For most of the day of Saturday, Nov. 9, the normally quiet interior of the Camp Verde Community Library was vibrant with guests of all ages. Beyond the usual books and movies that can normally be found in the library, the building hosted the first-ever Verde Valley Game Con, a celebration of board games aimed at both kids and adults.
“There’s been a lot of people who have discovered the world of board games that exist beyond Monopoly,” Josh Fohrman, who runs the board game shop Game On in Prescott Valley, said.
Fohrman came to the event with a slew of board games from his store, which attendees were able to borrow to try out. He also sold board games at the event, and saw the day as an opportunity to get people interested in some of the more complex games that have recently come out.
Late in the day, Fohrman sat at a table upstairs playing Skull, a bluffing game with the goal of “getting your opponent to bid higher than they should.” Players passed around beautiful, intricately designed circular cards, a testament to the board game industry’s increased focus on aesthetics and its complex mechanics.
“I’m glad that something like this is being done in the Verde Valley, because there’s been a dearth of this kind of thing,” one of Fohrman’s competitors, Jared Taylor from Clarkdale, said. “I hope there can be more.”
Education was a major component of the convention. Downstairs, volunteers — mostly friends of Game Con organizer and CVCL Teen Services Librarian Zack Garcia — taught children as young as 8 years old how to play the complex fantastical trading card game Magic: The Gathering.

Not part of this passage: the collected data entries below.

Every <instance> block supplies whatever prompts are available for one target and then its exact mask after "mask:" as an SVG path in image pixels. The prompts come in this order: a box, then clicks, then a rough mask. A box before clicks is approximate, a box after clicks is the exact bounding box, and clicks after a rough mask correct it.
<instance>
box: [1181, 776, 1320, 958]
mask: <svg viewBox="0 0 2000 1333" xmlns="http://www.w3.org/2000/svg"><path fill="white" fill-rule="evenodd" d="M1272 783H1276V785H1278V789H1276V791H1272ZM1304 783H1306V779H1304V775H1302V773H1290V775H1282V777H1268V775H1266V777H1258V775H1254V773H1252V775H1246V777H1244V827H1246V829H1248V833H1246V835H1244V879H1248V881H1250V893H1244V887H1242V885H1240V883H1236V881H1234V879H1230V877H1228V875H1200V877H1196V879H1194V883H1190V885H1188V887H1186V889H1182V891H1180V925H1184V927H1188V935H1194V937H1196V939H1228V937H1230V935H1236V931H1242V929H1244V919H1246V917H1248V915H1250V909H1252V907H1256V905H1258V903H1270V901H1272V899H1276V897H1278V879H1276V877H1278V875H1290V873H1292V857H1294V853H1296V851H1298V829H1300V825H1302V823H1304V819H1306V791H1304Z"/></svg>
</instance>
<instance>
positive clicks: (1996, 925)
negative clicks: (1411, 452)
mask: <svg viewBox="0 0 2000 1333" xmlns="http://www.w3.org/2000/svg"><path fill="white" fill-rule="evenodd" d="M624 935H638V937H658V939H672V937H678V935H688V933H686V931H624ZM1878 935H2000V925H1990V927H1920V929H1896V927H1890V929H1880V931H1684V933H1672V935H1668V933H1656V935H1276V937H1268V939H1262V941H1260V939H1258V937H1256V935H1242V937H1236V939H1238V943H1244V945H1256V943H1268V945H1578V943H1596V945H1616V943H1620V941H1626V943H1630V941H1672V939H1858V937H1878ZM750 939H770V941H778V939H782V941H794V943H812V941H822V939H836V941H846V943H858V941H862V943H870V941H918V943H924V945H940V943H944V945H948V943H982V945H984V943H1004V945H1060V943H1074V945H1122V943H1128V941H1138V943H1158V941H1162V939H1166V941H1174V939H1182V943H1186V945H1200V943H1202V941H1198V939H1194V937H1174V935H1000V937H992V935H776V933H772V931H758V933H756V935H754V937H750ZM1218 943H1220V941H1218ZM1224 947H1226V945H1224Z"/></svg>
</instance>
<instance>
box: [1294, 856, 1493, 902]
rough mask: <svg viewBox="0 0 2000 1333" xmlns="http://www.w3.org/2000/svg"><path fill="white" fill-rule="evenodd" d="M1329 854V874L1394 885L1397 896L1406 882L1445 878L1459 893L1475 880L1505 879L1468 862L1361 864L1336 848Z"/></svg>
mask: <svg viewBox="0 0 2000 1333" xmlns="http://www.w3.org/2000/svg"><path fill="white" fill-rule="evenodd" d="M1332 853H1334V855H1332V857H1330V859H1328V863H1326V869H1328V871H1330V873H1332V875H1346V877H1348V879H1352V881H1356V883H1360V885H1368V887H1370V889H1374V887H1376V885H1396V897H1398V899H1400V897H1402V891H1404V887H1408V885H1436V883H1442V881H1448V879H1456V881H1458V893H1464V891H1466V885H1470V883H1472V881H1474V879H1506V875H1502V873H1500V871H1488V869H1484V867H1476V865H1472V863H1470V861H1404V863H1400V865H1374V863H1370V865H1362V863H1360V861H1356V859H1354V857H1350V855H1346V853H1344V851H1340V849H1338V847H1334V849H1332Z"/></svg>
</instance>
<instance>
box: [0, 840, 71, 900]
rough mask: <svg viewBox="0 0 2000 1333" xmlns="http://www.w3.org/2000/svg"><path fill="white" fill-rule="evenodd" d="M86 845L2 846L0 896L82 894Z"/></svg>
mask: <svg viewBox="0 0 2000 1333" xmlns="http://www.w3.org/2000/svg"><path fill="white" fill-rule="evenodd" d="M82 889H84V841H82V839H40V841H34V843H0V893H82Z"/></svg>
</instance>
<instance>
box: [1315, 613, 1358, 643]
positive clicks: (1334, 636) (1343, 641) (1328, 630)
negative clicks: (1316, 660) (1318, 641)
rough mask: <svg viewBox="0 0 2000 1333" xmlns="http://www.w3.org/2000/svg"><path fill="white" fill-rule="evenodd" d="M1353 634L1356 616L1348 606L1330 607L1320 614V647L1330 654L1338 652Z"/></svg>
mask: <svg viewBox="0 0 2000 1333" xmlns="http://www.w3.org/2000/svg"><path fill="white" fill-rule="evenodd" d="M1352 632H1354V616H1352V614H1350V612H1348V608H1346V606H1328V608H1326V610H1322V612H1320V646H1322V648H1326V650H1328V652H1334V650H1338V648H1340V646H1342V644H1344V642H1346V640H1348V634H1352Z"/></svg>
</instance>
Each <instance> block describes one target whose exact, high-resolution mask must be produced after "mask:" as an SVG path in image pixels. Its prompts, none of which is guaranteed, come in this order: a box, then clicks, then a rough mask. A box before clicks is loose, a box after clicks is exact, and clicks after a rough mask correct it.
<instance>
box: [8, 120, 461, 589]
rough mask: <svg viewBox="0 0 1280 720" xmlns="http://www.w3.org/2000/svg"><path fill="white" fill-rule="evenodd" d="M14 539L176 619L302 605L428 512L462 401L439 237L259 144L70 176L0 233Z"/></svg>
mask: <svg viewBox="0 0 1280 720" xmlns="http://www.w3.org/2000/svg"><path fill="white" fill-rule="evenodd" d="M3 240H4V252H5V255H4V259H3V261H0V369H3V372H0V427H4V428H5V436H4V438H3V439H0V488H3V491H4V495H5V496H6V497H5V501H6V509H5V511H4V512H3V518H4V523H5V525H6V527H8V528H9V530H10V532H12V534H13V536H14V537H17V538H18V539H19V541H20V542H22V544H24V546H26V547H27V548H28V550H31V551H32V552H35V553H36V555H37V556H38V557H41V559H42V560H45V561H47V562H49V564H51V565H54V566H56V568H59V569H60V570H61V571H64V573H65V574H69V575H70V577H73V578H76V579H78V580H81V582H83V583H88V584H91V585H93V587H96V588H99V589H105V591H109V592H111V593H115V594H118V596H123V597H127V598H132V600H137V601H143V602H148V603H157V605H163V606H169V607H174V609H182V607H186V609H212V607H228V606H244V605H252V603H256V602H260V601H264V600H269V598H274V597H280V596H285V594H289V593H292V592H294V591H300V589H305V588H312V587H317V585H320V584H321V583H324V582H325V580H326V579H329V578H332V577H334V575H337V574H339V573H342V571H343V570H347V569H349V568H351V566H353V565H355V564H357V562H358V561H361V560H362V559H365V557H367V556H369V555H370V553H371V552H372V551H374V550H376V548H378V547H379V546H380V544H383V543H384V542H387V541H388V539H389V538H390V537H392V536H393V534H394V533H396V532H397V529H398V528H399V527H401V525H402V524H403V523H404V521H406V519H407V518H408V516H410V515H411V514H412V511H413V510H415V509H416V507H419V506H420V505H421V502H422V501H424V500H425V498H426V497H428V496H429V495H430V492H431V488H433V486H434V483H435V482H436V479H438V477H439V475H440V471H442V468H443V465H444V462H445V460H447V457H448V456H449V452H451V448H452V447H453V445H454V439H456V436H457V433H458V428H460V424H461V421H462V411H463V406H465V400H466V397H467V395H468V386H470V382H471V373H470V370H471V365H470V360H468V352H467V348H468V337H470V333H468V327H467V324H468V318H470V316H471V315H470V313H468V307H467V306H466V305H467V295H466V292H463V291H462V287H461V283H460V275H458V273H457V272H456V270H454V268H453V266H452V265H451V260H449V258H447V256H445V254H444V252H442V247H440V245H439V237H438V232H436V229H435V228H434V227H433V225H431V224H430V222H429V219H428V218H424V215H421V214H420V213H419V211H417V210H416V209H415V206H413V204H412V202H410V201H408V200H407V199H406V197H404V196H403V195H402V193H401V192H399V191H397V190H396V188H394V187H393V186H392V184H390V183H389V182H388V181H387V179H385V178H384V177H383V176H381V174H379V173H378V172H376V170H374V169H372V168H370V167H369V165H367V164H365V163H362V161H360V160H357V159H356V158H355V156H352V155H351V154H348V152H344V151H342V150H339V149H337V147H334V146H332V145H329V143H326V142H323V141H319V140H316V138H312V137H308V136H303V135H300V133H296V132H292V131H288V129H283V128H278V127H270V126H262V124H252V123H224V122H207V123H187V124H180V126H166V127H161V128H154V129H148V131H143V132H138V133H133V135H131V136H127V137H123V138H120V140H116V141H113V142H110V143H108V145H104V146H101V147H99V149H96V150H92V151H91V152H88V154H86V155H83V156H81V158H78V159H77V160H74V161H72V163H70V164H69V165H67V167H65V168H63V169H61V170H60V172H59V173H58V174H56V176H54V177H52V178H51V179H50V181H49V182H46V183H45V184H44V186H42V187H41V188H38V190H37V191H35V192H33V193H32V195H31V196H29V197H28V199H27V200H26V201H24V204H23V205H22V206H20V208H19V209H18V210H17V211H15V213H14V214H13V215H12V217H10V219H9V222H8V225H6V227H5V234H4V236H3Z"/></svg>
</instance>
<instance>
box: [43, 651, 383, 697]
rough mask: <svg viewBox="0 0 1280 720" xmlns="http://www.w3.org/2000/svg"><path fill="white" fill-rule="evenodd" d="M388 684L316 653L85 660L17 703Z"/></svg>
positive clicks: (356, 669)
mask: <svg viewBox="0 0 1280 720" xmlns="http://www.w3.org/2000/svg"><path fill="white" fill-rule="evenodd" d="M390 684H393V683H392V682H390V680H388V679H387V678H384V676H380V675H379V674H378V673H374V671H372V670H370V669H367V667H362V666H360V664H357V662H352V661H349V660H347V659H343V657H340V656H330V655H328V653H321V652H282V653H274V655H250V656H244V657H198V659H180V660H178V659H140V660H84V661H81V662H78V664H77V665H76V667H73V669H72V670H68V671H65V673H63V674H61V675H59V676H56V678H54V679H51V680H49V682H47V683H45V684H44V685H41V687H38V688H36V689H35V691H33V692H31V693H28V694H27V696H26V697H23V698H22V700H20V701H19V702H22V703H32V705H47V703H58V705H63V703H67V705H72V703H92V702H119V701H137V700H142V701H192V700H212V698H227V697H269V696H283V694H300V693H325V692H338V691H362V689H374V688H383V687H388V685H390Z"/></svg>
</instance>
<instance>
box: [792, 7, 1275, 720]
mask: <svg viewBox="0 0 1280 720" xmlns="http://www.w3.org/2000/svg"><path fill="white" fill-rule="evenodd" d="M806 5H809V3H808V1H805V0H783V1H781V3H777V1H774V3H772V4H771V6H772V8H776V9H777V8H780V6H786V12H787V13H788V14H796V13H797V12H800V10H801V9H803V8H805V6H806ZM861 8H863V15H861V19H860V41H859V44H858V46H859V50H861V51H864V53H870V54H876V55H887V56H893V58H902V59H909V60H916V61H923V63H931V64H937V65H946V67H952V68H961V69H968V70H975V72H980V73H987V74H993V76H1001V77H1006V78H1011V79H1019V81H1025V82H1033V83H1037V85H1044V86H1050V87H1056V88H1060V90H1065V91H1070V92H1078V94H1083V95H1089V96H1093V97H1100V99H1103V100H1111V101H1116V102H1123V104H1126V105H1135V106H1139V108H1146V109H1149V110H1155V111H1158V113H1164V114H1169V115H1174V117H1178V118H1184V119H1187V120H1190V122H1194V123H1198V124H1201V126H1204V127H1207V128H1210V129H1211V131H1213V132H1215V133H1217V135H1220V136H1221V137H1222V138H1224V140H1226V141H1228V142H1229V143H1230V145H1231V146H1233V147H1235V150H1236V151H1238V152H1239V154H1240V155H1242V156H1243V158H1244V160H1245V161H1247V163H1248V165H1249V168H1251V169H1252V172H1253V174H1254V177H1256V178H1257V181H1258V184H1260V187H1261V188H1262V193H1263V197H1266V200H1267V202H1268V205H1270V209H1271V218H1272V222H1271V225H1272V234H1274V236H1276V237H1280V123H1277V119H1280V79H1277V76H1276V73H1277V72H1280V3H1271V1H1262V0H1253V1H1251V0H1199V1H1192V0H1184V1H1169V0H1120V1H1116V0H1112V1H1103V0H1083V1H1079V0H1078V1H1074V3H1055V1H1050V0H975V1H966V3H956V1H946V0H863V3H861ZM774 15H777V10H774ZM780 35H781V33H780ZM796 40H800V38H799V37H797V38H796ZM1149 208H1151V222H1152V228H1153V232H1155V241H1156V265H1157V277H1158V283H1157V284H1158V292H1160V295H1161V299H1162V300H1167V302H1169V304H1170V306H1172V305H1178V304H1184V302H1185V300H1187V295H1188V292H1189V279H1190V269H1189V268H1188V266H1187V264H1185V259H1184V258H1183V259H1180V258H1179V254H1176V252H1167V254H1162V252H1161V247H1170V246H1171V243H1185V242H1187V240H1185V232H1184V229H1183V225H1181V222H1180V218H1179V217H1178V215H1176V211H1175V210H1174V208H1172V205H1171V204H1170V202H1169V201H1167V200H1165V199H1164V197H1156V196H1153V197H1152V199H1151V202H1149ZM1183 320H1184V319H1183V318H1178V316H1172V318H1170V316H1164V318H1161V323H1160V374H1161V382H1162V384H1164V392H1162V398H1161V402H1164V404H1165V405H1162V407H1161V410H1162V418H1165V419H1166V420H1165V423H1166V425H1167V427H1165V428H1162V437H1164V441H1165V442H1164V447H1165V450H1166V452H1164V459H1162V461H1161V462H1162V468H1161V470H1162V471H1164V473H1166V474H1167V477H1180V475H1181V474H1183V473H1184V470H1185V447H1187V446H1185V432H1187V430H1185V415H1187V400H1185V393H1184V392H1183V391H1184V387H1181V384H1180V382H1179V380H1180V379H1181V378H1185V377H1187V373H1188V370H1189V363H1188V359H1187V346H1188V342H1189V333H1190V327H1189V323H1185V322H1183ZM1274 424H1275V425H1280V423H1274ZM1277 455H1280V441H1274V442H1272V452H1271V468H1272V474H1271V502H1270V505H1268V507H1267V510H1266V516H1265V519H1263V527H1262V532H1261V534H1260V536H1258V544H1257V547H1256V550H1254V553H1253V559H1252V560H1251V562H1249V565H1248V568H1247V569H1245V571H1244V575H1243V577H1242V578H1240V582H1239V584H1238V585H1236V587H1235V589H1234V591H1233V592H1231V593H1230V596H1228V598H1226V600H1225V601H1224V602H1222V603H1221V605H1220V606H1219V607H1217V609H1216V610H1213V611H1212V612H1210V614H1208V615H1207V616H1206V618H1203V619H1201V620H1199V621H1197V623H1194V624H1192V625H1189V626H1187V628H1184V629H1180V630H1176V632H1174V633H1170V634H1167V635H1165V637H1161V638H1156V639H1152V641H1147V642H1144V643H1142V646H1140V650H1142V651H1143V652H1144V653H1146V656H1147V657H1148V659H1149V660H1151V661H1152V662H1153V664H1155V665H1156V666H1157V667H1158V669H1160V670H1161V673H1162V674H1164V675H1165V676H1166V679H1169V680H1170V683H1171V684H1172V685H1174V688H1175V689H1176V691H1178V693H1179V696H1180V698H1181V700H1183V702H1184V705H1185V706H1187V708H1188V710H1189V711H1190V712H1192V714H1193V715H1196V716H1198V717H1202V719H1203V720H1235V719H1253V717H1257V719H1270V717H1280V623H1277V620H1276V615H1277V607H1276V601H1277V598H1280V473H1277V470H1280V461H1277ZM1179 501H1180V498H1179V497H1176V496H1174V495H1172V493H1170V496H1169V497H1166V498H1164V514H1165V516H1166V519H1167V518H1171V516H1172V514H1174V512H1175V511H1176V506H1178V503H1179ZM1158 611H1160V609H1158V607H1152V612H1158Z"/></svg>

In another room, kids from the library’s Youth Advisory Committee led participants in epic one- off quests of Dungeons & Dragons, letting attendees role-play as warlocks, paladins and bards as they went off on adventures to storm a castle or slay a dragon.
“It’s great to just get people together to play D&D and celebrate nerd culture,” said Aiden Robertson, a YAC member who served as Dungeon Master for a campaign that dealt with a quest to defeat enemies garrisoned in a castle by lighting the place on fire. Robertson has been playing D&D for five years and holds D&D games for local teens at the library. He hopes that the Game Con will blossom into a vibrant annual tradition in Camp Verde.
A pair of Nintendo Switches upstairs hosted a tournament of the video game Super Smash Bros., and elsewhere the library’s 3D printer allowed those interested to play around at making things out of plastic. But beyond just nerd culture and kids playing new styles of games, the expo attracted other members of the community interested in just having some old-fashioned fun.
“I’m doing the really really old school stuff,” Jan Hopper, a Camp Verde resident playing Chinese Checkers against her friend Sue Kusar, who came with her grandson, said. “This board is from 1938.”
“As far as I’m concerned it was an overwhelming success,” Garcia, who runs the YAC at the library, said. Proceeds from the event went to pay for future YAC events, and attendees were encouraged to bring canned goods to donate to local soup kitchens, the Old Town Mission in Cottonwood and Bread of Life in Camp Verde.
As the first event like it, Garcia saw the Game Con as an experiment, and was looking forward to the event as a trial for what could be accomplished in years to come. He modeled the event partially on the Verde Valley Comic Expo that the Cottonwood Public Library has held for the past few years. Jan Quisumbing, teen librarian for the CPL and organizer of the comic convention, joined the event, providing comic book drawings for fans at his own booth.
“I’ve never seen so many happy, smiling faces, and everyone is having a good time just being nice to each other, laughing and enjoying each other’s company,” Quisumbing said.